Elektrostatik boşalmayı gündelik hayatımızda, insan vücudu üzerindeki statik elektriğin başka bir nesneye elektrik akımı olarak hızlıca iletimi şeklinde zaman zaman yaşıyoruz. Bu boşalmanın insan sağlığı üzerinde olumsuzluk yaratacak etkisi bulunmamakta. Ancak yükün boşaldığı nesne duyarlı bir cihaz veya tehlike yaratabilecek, örneğin yanıcı bir madde ise o zaman sonuçlar pek bu kadar masum olmuyor.
Elektrikli ve elektronik cihazlar bu anlık ve hızlı boşalmaya karşı alınganlık gösterebilir. Kilovoltlar mertebesindeki ESD,milivolt veya volt mertebesinde çalışan devre ve cihazları çok rahatlıkla bozabilir. Bu nedenle özellikle birtakım kurallarla kısıtlanmış olan elektronik cihazların ESD karşısında da belirli düzeyde bağışıklık göstermesi beklenir.Elektrikli ve elektronik cihazlarda en yaygın kullanılan standart, Avrupa Birliği standartlarından EN 61000-4-2 standardıdır. Elektromanyetik Uyumluluk (EMC) grubu altında yer alan ESD Bağışıklık Standardıgenel olarak elektrikli ve elektronik cihazlarda kullanıcılardan kaynaklı ESD’nin temel darbe şeklini, uygulanması gereken gerilim düzeylerini, uygulama yöntemini ve test düzeneklerini açıklar.

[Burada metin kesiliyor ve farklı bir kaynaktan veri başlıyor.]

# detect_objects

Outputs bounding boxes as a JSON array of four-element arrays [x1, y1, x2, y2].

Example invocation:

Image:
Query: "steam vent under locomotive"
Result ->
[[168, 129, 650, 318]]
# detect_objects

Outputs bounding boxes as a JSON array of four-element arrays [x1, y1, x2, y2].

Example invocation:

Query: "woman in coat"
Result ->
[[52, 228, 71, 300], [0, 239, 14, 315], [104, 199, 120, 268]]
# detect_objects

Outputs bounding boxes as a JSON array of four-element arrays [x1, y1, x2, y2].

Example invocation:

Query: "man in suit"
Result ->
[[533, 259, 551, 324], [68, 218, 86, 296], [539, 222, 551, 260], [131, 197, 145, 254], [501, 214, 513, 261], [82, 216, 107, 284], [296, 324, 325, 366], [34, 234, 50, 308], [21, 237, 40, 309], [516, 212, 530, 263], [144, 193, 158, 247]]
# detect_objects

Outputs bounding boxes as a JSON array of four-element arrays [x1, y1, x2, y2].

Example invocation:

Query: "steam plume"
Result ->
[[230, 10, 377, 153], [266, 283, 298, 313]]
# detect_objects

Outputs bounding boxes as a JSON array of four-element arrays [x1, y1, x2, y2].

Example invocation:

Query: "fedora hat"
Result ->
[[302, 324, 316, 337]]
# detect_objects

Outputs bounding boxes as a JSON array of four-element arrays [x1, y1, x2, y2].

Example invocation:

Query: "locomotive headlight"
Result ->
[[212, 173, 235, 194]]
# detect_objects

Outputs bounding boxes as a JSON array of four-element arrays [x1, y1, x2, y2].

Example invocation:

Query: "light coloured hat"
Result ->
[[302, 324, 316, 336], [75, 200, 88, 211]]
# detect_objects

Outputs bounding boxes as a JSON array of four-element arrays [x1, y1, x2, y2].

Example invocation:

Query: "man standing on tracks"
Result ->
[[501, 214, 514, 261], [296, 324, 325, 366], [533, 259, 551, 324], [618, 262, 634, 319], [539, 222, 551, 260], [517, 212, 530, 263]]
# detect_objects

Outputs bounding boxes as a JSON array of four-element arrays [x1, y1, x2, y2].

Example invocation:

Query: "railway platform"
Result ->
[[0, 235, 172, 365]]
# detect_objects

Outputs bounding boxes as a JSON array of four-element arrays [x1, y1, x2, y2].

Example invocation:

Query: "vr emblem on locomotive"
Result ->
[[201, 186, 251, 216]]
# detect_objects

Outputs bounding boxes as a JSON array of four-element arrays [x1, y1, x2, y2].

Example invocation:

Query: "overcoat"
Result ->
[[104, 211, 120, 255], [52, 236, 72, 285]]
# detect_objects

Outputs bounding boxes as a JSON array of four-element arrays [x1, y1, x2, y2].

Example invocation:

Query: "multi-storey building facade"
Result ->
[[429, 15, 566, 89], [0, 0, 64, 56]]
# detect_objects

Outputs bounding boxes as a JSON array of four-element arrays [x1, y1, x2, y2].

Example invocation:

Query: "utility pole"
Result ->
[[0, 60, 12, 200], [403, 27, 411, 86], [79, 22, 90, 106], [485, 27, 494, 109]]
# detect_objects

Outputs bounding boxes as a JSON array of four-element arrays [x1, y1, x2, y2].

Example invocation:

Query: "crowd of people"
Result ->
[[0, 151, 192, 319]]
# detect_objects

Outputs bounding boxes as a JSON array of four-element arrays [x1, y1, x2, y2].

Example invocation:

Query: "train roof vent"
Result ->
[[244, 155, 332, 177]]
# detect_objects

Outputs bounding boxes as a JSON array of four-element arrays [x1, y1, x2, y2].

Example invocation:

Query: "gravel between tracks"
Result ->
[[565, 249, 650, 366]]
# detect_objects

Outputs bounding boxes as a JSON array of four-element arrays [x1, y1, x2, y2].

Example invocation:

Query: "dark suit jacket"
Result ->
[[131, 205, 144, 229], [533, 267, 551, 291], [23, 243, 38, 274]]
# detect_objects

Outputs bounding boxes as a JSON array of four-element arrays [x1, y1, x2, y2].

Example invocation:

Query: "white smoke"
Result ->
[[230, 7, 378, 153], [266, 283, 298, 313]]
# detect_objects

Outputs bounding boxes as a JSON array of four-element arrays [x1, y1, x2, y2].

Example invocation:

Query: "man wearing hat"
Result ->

ESD’nin direkt temas ile boşalma şeklinde oluşabildiği gibi, farklı potansiyele sahip cisimlerin birbirlerine yaklaşmaları durumunda aradaki yalıtkanın (havanın) delinmesi sonucu havadan da meydana gelebileceğini ESD’nin tanımı içinde vermiştik (ESD Nedir?). Buna bağlı olarak standardın öngördüğü ESD testi de temasla (dokunarak) veya havadan (yaklaştırarak) gerçekleştirilir. Bu testte ESD üreteci, statik elektrik yüklenmiş bir operatörün vücudunu, üretecin yuvarlak ucu ise insan parmağını temsil etmektedir.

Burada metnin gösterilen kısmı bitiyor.